The best metaphor for how this all feels is impotence. You've done it before, you know in great detail how it's supposed to go off, and God knows you WANT it... but it ain't happening, baby.

There are about a thousand possible contributing factors (babies, politics, a contract that went sour, and yes, pride, and yes, wavering commitment, etc., etc.) none of which means a thing when it comes down to it. Kindly friends have suggested, "Well, maybe it's not meant to be right now... maybe you should try doing something else..." Ultimately this might be the sanest choice. But I can't not keep doing it. I can't stop trying to unlock this door. I know I have the key to it somewhere.

Sunday, January 7, 2007

Useful Self-Deception

I'm about a third of the way through a novel I've been writing for four months or so, and over the past few weeks the work ground to a halt. Part of the reason for this was a home renovation project we've been doing, and part was the holidays--but the fact was, I'd been kidding myself about the real reason, which is subtler, and is actually relevant to the work itself.

There comes a time in any creative project when you've got to face what it is you're actually doing, and the consequences of doing it. You might be inspired by certain details, characters, or themes, and this might propel you quite some distance--but at some point, you have to face the music. In my case, I had come to a point in the plot of my book when I had to decide if what I was writing was a work of realism, or something else entirely.

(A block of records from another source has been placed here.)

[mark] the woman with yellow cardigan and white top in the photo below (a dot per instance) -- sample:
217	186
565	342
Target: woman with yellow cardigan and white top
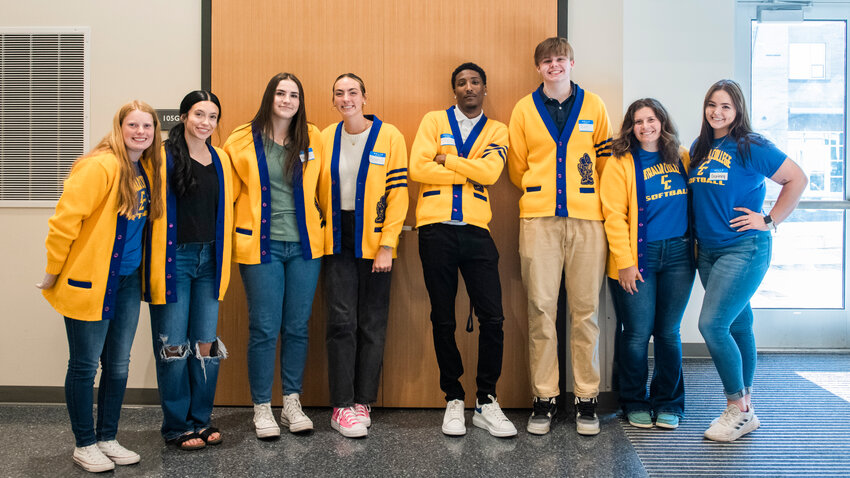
366	175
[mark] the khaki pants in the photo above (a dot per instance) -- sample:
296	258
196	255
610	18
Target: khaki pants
578	247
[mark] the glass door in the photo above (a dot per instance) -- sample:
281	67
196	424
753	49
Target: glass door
795	72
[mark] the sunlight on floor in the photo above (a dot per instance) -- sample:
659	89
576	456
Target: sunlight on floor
837	383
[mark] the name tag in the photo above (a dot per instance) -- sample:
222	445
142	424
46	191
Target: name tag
585	126
718	175
377	158
308	157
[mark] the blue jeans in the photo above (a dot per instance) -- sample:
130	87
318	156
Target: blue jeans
730	276
108	341
186	379
655	310
280	300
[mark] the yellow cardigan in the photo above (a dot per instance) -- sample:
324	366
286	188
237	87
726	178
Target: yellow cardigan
252	193
85	240
160	259
457	191
381	195
621	210
559	174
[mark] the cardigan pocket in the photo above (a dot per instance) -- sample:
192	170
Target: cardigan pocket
79	284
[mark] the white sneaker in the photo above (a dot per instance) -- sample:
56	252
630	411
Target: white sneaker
264	423
363	413
117	453
92	459
292	416
732	424
491	418
453	422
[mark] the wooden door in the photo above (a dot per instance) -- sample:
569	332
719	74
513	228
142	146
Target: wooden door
405	52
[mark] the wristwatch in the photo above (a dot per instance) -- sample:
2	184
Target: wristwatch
768	221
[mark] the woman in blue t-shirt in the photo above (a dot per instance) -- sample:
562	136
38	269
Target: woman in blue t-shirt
645	203
93	278
728	166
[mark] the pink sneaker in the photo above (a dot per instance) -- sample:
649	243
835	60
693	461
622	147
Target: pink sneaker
362	412
344	420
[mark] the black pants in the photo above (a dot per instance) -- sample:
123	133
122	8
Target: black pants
358	303
444	249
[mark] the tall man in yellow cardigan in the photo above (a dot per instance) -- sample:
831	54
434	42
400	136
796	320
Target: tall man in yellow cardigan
560	138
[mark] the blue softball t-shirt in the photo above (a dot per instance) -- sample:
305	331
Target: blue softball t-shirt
666	197
722	182
132	257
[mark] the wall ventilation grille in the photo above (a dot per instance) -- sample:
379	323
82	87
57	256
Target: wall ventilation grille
43	112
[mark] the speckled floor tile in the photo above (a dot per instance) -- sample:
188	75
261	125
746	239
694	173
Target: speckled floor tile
36	440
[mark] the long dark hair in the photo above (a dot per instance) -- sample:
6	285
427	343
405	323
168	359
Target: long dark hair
182	180
668	143
299	140
741	131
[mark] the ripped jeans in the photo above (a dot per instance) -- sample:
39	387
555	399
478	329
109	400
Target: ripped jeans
186	377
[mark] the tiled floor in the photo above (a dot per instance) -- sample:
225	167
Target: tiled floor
802	401
37	441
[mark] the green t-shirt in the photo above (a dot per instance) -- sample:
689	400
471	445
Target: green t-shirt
284	224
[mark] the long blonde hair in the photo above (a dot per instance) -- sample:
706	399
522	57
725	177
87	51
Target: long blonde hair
128	202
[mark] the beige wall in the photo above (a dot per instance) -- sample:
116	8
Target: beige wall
150	51
625	49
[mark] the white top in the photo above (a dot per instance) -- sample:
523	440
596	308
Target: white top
465	126
350	153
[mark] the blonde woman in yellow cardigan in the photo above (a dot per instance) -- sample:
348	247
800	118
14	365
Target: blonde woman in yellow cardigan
650	261
366	175
94	252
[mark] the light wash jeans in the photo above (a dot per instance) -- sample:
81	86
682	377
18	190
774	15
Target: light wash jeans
280	300
731	275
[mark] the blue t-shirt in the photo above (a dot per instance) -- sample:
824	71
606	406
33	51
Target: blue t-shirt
132	256
666	197
722	182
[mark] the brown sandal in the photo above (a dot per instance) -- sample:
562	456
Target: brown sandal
205	435
181	441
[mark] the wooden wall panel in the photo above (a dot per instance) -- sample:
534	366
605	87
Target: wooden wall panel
405	51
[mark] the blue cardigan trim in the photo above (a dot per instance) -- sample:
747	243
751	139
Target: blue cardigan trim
463	148
561	142
265	196
362	173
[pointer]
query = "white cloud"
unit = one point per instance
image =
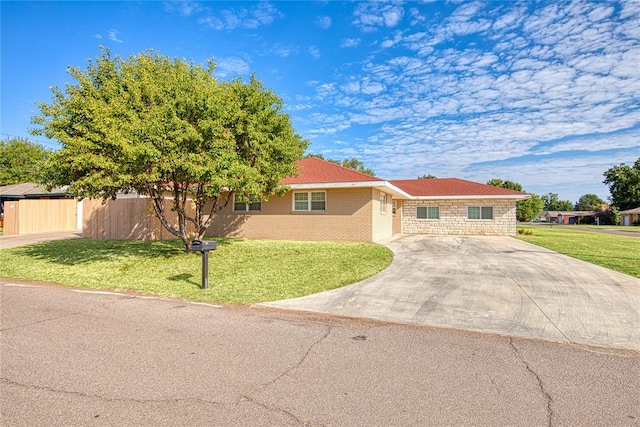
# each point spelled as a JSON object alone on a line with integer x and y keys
{"x": 324, "y": 22}
{"x": 113, "y": 35}
{"x": 314, "y": 51}
{"x": 370, "y": 15}
{"x": 260, "y": 14}
{"x": 349, "y": 42}
{"x": 184, "y": 8}
{"x": 231, "y": 66}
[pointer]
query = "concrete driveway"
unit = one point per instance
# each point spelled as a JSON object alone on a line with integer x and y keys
{"x": 492, "y": 284}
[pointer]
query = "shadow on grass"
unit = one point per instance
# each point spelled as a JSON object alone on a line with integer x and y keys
{"x": 185, "y": 278}
{"x": 83, "y": 251}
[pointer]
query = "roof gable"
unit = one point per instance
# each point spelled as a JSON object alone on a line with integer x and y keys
{"x": 312, "y": 170}
{"x": 454, "y": 187}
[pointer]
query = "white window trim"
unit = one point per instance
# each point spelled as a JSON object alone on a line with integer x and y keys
{"x": 383, "y": 203}
{"x": 246, "y": 205}
{"x": 481, "y": 209}
{"x": 427, "y": 218}
{"x": 309, "y": 201}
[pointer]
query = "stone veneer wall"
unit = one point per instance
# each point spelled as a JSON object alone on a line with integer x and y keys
{"x": 453, "y": 218}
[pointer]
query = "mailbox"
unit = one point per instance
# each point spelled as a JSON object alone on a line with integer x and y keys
{"x": 204, "y": 246}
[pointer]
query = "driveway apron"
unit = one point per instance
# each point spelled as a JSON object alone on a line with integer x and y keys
{"x": 492, "y": 284}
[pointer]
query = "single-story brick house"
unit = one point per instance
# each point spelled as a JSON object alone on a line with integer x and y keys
{"x": 330, "y": 202}
{"x": 630, "y": 217}
{"x": 567, "y": 217}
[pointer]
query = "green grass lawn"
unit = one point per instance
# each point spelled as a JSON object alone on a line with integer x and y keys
{"x": 618, "y": 253}
{"x": 240, "y": 271}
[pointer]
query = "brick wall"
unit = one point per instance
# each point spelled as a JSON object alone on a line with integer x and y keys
{"x": 453, "y": 218}
{"x": 348, "y": 217}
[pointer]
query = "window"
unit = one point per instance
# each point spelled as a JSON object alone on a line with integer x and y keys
{"x": 383, "y": 203}
{"x": 254, "y": 204}
{"x": 480, "y": 212}
{"x": 311, "y": 201}
{"x": 428, "y": 212}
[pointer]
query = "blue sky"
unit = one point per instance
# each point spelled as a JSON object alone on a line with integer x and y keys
{"x": 546, "y": 94}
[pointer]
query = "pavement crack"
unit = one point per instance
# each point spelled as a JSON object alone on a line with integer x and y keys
{"x": 108, "y": 399}
{"x": 52, "y": 319}
{"x": 297, "y": 365}
{"x": 248, "y": 397}
{"x": 274, "y": 409}
{"x": 544, "y": 393}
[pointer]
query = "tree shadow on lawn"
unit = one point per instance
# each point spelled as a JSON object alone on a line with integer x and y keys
{"x": 83, "y": 251}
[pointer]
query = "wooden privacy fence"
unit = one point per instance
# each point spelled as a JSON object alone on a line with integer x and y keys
{"x": 28, "y": 216}
{"x": 126, "y": 219}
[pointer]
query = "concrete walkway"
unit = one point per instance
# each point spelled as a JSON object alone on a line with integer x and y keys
{"x": 492, "y": 284}
{"x": 7, "y": 242}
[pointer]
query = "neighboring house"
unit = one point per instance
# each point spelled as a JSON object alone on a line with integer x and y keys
{"x": 567, "y": 217}
{"x": 630, "y": 217}
{"x": 330, "y": 202}
{"x": 28, "y": 208}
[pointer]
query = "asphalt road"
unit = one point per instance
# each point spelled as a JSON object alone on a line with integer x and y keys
{"x": 103, "y": 359}
{"x": 492, "y": 284}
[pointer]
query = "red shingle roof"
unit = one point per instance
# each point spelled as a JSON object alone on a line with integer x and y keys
{"x": 313, "y": 170}
{"x": 439, "y": 187}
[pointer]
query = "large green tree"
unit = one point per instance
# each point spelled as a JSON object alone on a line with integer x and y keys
{"x": 167, "y": 129}
{"x": 589, "y": 202}
{"x": 526, "y": 210}
{"x": 21, "y": 161}
{"x": 624, "y": 185}
{"x": 553, "y": 203}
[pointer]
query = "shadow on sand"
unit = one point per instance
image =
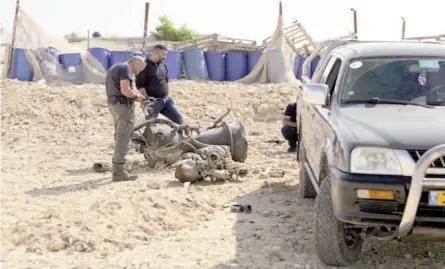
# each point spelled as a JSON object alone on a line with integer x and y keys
{"x": 86, "y": 185}
{"x": 278, "y": 234}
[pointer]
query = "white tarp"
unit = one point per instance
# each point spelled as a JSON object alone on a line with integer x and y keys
{"x": 276, "y": 63}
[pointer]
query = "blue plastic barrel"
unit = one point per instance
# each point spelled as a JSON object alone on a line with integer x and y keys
{"x": 252, "y": 59}
{"x": 216, "y": 65}
{"x": 21, "y": 69}
{"x": 236, "y": 65}
{"x": 298, "y": 66}
{"x": 314, "y": 64}
{"x": 173, "y": 62}
{"x": 52, "y": 51}
{"x": 119, "y": 56}
{"x": 72, "y": 62}
{"x": 102, "y": 55}
{"x": 195, "y": 64}
{"x": 139, "y": 53}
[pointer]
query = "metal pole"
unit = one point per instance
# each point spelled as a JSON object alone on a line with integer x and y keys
{"x": 355, "y": 22}
{"x": 144, "y": 42}
{"x": 403, "y": 27}
{"x": 88, "y": 39}
{"x": 14, "y": 28}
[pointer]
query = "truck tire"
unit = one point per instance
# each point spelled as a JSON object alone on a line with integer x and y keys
{"x": 306, "y": 190}
{"x": 334, "y": 245}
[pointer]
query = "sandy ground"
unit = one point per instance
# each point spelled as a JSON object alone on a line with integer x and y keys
{"x": 57, "y": 213}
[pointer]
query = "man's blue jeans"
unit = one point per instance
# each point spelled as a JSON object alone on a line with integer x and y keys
{"x": 168, "y": 108}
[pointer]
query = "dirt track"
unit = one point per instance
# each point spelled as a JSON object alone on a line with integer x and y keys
{"x": 52, "y": 201}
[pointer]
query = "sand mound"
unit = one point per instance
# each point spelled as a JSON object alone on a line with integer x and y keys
{"x": 51, "y": 131}
{"x": 57, "y": 214}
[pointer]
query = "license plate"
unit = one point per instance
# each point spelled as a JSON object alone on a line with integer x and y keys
{"x": 436, "y": 198}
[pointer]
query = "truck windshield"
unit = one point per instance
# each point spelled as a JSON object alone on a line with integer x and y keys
{"x": 420, "y": 81}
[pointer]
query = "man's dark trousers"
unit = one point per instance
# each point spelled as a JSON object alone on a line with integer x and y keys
{"x": 290, "y": 134}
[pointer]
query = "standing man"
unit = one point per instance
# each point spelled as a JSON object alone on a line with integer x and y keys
{"x": 121, "y": 98}
{"x": 289, "y": 129}
{"x": 153, "y": 82}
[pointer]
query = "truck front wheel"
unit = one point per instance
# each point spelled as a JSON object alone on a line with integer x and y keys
{"x": 335, "y": 245}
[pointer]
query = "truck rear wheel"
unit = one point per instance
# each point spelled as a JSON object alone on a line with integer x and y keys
{"x": 335, "y": 245}
{"x": 306, "y": 190}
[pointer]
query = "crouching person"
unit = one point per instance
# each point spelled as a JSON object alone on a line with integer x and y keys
{"x": 289, "y": 129}
{"x": 121, "y": 98}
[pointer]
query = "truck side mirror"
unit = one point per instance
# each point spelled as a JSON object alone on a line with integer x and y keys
{"x": 315, "y": 93}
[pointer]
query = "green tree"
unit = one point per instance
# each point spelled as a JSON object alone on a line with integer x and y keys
{"x": 74, "y": 37}
{"x": 166, "y": 31}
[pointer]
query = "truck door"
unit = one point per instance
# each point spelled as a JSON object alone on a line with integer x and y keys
{"x": 317, "y": 115}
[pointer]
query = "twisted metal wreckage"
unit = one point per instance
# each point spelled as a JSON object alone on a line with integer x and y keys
{"x": 218, "y": 153}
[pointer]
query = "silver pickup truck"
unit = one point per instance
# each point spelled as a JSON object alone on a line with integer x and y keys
{"x": 372, "y": 144}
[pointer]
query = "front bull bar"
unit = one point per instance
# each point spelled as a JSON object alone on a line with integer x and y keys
{"x": 418, "y": 181}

If you'd asked me this four months ago, I would have answered promptly: it's something else. But nobody asked me, least of all myself. Until this morning, when I sat down to write after a several weeks' slump, and realized that I couldn't write the next sentence without answering the question.

It was easy. I answered it and moved on, with a renewed sense of purpose, and the book is back on track.

Why couldn't I have asked myself this question four months ago, or even last month, before my slump? The fact is, I didn't realize it was there to ask. I needed the bulwark of the first hundred or so pages to take the leap of faith that would deliver me to the rest. I was engaged in four months of useful self-deception, to ready myself to know what I was doing.

Writing, I think, is often a process of useful self-deception, like the cartoon coyote's gravity-defying pause before he plunges at last into the canyon. You have to look deeply into some parts of yourself, while denying the existence of other, even more vital, parts. It's no wonder so many of us are drunks.